If you want to know how soon you can be promoted, this might be a better way to frame it. Instead of portraying you as self-serving, it portrays you as a self-starter. Someone who wants to know the ins and outs of the job before committing to it. The best part, it shows you as someone who wants to evolve and grow along with the role and the company, portraying you in the best possible light.
“What other teams or department would I be working with?”
The antidote to boredom or stagnation in a job is cross-functionality. Pay close attention to the answer to this question, it would help you understand how dynamic the job profile is.
This could help you weed out options, which might not be the best place for you. If you have a job with very limited cross-functional interactions, it means that you're likely to have limited options for branching out.
“What do you think are the likely challenges that would be faced by someone in this position?”

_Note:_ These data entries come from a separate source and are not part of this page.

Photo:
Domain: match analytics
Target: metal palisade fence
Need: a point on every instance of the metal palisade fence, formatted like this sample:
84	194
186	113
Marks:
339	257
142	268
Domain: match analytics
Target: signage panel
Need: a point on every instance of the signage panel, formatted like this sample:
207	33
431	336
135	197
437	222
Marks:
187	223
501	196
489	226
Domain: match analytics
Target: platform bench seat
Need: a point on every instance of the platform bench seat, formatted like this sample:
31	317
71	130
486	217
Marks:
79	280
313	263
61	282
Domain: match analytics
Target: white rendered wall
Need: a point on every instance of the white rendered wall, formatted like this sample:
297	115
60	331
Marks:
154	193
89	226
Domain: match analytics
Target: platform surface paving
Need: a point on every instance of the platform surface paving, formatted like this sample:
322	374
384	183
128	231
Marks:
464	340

It's better to go into a job having a clear idea of what you might have to face on a day-to-day basis, rather than having an idealistic vision in your head. This is something you wouldn't be able to garner from the job description.
On the other hand, once your query has been answered, it would allow you to bring up similar challenges that you've handled in the past; further highlighting you as the perfect candidate!

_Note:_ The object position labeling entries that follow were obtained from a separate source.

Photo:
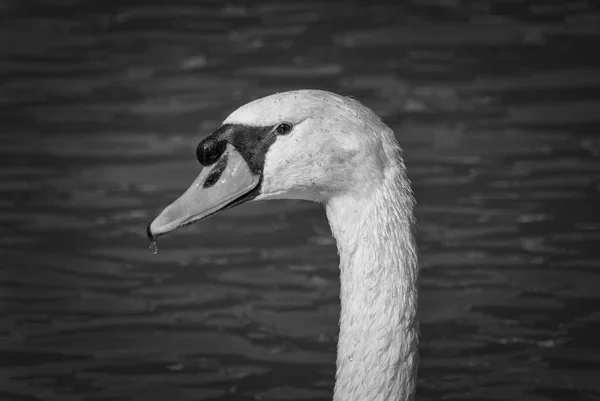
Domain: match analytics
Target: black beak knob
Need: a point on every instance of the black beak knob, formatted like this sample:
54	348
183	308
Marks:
210	150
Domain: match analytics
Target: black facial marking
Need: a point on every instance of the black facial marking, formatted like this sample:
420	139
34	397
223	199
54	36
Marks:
216	172
210	149
284	129
251	142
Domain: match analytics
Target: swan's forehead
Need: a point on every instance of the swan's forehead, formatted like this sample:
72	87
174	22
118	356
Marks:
291	107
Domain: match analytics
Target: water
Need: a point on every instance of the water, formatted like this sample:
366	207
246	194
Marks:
494	102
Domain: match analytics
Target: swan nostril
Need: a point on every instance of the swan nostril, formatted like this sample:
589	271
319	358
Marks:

“What are the benchmarks for measuring success in this role?”
A question like this might not seem necessary for a role in the domain of business development or sales, where quantitative benchmark can help one judge their performance. But it is certainly a great question for someone who is joining a department like human resources or communication. It would give you an insight as to what is it that you would be required to do to excel at this job and help you assess if you are up for it.
“What is it that you love about your job here?”
Your success in the interview also depends on how well you can engage the interviewer. To be able to do that, you need to establish a rapport with them. You can do that by asking this question. This will also allow you to suss out any red flags. If the interviewer is very forthcoming with their answer and is eager to tell you about the company and its culture, then that's great.
However, if you see the interviewer coming up with vague answers or offering uncomfortable silence, that could be a sign of a problem. All the more reason for you to pose this question!
“What are the company’s views/ policies regarding …?”
Put the things that matter to you in this blank. Perhaps, you love travelling, so you would like to work for a company that is not stingy about vacation days. Maybe you are a single parent, so you often need to work from home.
Maybe you are someone who thrives in a flat-structure company, where approachability is key. Whatever is a serious concern for you, now’s the time to raise it. After all, you would be spending upwards of 8 hours a day in this place, it’s only right that you select the one that’s best suited to your long-term goals.
“Could you give me an idea about the time you will take for the next steps?”
Of course, if nothing comes to your mind, then this practical question is still a better answer than simply saying no. This would give you an estimate about the time the company might take to respond, which could save you the trouble of staring at your phone, waiting for it to ring.
Now that you’ve gone through these responses, remember, it’s never a good idea to not ask questions at the interview. You should seize this opportunity and enquire about the aspects of the job that might not be readily apparent. Not only will it impress the interviewer, but it will also help you make an informed choice.